My escape fantasy was Barbie. On her 40th I wrote she liberated me from believing I would stay where I was forever.

I broke rules with Barbie.  She was a doctor.  She was an actress, a writer, an explorer. She traveled far away, all alone.  She was an “executive secretary.” (I wasn’t completely evolved.)  My Barbie got up, dressed, went to work, and had a life.  My parents would not and could not invest in Mattel’s many costume changes. I made do with just one. My girlfriend created the rest out of fabric scraps. Billions of Mattel clothing designs later, I think we were fortunate to be among those who created our own stories.

Barbie was my tool to combat stereotypes.  When, after two years, Ken came out I was annoyed. Who needed him?

Today the global popularity of the cult of Barbie is linked to eating disorders, consumerism, fashion obsession and just about everything else.  Is she the cause or the mirror of cultural confusion?
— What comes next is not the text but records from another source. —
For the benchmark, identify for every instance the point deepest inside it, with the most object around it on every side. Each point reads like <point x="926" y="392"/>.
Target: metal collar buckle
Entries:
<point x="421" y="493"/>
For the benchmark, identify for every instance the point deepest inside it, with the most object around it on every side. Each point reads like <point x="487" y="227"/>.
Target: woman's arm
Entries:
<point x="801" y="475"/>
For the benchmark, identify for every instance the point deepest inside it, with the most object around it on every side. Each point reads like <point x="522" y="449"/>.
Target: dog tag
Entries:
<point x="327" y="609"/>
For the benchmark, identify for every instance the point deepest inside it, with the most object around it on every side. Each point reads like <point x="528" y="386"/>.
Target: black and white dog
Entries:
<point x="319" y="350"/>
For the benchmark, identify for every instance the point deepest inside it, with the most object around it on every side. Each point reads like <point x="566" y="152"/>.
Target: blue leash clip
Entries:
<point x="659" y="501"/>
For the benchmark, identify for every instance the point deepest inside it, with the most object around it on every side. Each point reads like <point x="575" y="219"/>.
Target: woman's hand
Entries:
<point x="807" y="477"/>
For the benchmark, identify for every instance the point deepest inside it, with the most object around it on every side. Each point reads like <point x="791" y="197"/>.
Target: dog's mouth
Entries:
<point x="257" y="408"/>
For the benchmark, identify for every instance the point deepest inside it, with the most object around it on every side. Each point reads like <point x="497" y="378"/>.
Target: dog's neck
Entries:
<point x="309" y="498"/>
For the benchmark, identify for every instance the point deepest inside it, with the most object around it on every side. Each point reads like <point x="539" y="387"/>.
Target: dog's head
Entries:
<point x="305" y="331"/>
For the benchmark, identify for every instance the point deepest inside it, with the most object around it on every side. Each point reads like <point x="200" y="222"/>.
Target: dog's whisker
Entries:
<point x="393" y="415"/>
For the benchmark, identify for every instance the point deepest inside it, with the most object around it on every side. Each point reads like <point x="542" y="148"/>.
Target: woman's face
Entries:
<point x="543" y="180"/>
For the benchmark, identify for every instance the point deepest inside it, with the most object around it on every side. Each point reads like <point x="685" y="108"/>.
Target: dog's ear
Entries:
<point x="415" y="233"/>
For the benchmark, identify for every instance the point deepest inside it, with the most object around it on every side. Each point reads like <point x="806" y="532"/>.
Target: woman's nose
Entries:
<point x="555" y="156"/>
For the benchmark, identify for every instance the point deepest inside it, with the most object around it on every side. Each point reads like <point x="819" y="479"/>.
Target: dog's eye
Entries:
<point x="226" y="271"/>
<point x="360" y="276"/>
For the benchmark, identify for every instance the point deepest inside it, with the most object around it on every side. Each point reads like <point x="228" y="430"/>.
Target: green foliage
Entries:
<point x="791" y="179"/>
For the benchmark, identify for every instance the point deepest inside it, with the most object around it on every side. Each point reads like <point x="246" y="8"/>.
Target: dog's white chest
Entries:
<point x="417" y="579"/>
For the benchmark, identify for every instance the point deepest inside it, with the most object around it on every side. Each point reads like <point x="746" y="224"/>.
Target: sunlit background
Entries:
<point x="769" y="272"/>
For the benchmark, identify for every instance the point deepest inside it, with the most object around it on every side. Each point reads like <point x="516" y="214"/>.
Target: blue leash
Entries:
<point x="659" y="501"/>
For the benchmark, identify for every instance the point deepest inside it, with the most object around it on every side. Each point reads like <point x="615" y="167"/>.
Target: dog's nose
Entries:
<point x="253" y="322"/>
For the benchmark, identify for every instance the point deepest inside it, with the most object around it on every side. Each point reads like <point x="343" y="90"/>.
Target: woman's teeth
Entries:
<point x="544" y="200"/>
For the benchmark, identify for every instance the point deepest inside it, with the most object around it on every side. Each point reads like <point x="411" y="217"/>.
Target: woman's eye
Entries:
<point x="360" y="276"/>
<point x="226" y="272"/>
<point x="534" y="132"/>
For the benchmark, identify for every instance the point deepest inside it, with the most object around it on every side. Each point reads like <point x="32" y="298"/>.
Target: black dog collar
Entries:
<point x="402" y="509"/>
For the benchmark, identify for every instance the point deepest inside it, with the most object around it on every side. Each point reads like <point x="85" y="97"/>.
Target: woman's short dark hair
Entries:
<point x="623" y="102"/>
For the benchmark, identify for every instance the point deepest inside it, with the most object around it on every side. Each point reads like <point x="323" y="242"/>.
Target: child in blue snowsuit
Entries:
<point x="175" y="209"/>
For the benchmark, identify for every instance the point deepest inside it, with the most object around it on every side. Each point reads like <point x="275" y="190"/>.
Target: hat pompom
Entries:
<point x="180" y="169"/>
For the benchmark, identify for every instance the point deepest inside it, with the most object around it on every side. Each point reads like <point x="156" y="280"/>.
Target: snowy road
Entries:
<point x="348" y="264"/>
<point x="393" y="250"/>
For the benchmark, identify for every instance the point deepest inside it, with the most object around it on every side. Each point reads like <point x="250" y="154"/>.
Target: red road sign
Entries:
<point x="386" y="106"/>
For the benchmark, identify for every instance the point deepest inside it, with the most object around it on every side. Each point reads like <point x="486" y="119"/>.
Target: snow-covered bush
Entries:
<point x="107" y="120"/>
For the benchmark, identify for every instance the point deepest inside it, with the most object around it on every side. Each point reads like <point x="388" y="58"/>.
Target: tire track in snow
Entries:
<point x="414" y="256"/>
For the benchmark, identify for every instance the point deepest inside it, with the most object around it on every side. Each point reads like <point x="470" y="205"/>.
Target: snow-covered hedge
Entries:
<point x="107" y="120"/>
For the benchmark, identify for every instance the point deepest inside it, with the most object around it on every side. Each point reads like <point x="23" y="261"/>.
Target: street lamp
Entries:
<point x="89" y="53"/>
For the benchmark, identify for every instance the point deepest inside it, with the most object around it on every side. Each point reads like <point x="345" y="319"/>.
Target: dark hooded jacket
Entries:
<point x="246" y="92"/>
The fight between the makers of the competitor Bratz dolls and Mattel’s Barbie looks like a school confrontation between the “mean girls” and girls trying to be nice enough to be voted prom-princess.  So much has been written about Barbie’s empire and its psychological ramifications.

Why add to the word-glut?

Because Barbie and I are birthday-mates joined together forever 50 years ago, in a month that would eventually become Women’s History Month. An irony I can’t get past. Whether we like it or not, Barbie is a part of many of our personal histories.  My original Barbie sits on a bookshelf in my room.

Now she doesn’t challenge. She reinforces stereotypes.  In arrogance I thought more had been dismantled during the height of the women’s movement. Is Barbie today’s version of the baby-doll? Is she helping to train girls for roles in individual versions of Sex and the City? Barbie is right in step with too much of what I see in the media. Barbie belongs to our Red Carpet Celebrity Culture that telegraphs to young girls and women that to be important you must be beautiful and famous for being—beautiful and famous—and dreadfully and deathly thin.

Sometimes to remind myself I can’t retire from the advocacy part of my life, I force myself to watch “The Bachelor” on television.  I watched the last episode—a self-inflicted form of torture.  I fell asleep.  In my dream my Barbie watched as the others waited for the rose. The real women looked more like Barbie than my Barbie.  Their lips quivered in fear—would Ken choose them?  I mean, The Bachelor. My Barbie screamed “Alida, get me out of here! What’s happened?”

In the morning I looked over at my original Barbie, holes in her feet, earrings still in her head. Today truly is her 50th birthday. I noticed her arm was extended defiantly in a gesture telling me to fight on to empower girls and women.

* Alida Brill is an author, social critic and advocate for women and girls. She has written and spoken about the personal and public issues surrounding women and chronic illness, and questions of medical privacy. Her most recent book is Dancing at the River\’s Edge: A Patient and Her Doctor Negotiate a Life With Chronic Illness (Schaffner Press, 2009), a dual memoir with her physician Michael D. Lockshin, M.D.

I felt compelled to reprint this given my less than feminist take on Barbie\’s 50th birthday several posts ago. Still, mine was fun to write. Happy 50th!